Today’s quick review: Sentinelle. After a traumatic tour of duty in the Middle East, Klara (Olga Kurylenko) transfers home to Nice, where she joins the soldiers patrolling the city to keep the peace. Still working through the lingering issues from her deployment, Klara is pushed to the brink when her sister Tania (Marilyn Lima) is raped and beaten into a coma by Leonid Kadnikov (Michel Nabokoff), a Russian tech magnate whom the police cannot touch.
Sentinelle is a French action movie about a traumatized soldier who breaks the law to avenge her sister. Sentinelle takes a more realistic approach than other action movies, showing how Klara’s experiences changed the way she looks at civilian life and the drug addiction she develops trying to cope. However, in spite of a promising setup, Sentinelle lacks the vision and craftsmanship needed to tell its story the way it wants to be told.
Sentinelle suffers from a few key issues. Klara has the makings of a sympathetic protagonist, but she rarely interacts with other characters, giving her no real opportunity to grow. The movie also skips key parts of her character arc, leaving her drug addiction and her few relationships unresolved. The action scenes are passable, but Sentinelle does a poor job motivating them, having Klara dive straight in without going through the proper setup.

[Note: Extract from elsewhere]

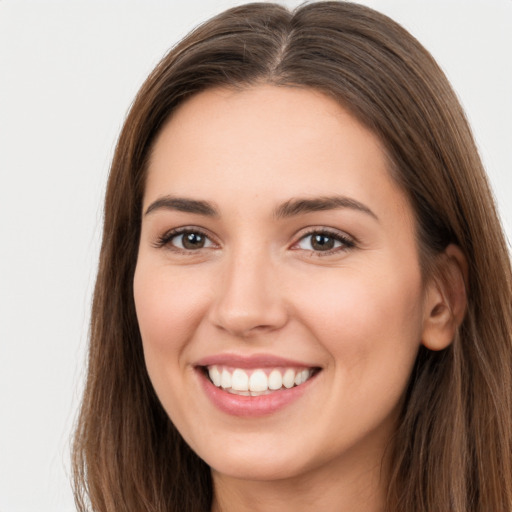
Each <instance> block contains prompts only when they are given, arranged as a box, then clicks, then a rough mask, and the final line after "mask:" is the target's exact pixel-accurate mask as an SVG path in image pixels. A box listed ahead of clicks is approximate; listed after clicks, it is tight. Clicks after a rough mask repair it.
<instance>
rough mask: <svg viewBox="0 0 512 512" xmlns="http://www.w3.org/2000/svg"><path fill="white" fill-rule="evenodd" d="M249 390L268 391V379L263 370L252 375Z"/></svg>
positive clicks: (253, 373) (259, 371)
mask: <svg viewBox="0 0 512 512" xmlns="http://www.w3.org/2000/svg"><path fill="white" fill-rule="evenodd" d="M235 371H236V370H235ZM249 389H250V390H251V391H266V390H267V389H268V378H267V376H266V375H265V372H264V371H263V370H256V371H255V372H254V373H253V374H252V375H251V378H250V380H249Z"/></svg>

The result is a movie that feels half-baked. As a personal drama about trauma and addiction, Sentinelle only scratches the surface, with none of the subtle character work needed to make its premise stick. As an action movie about justice and revenge, Sentinelle goes through the motions but never figures out how to leave its own mark on the revenge genre. Action fans may get some modest value out of the movie, but most should skip it.
For a more powerful look at the psychological scars left by war, try The Hurt Locker. For a more compelling action thriller in the same vein, try Taken or Death Wish.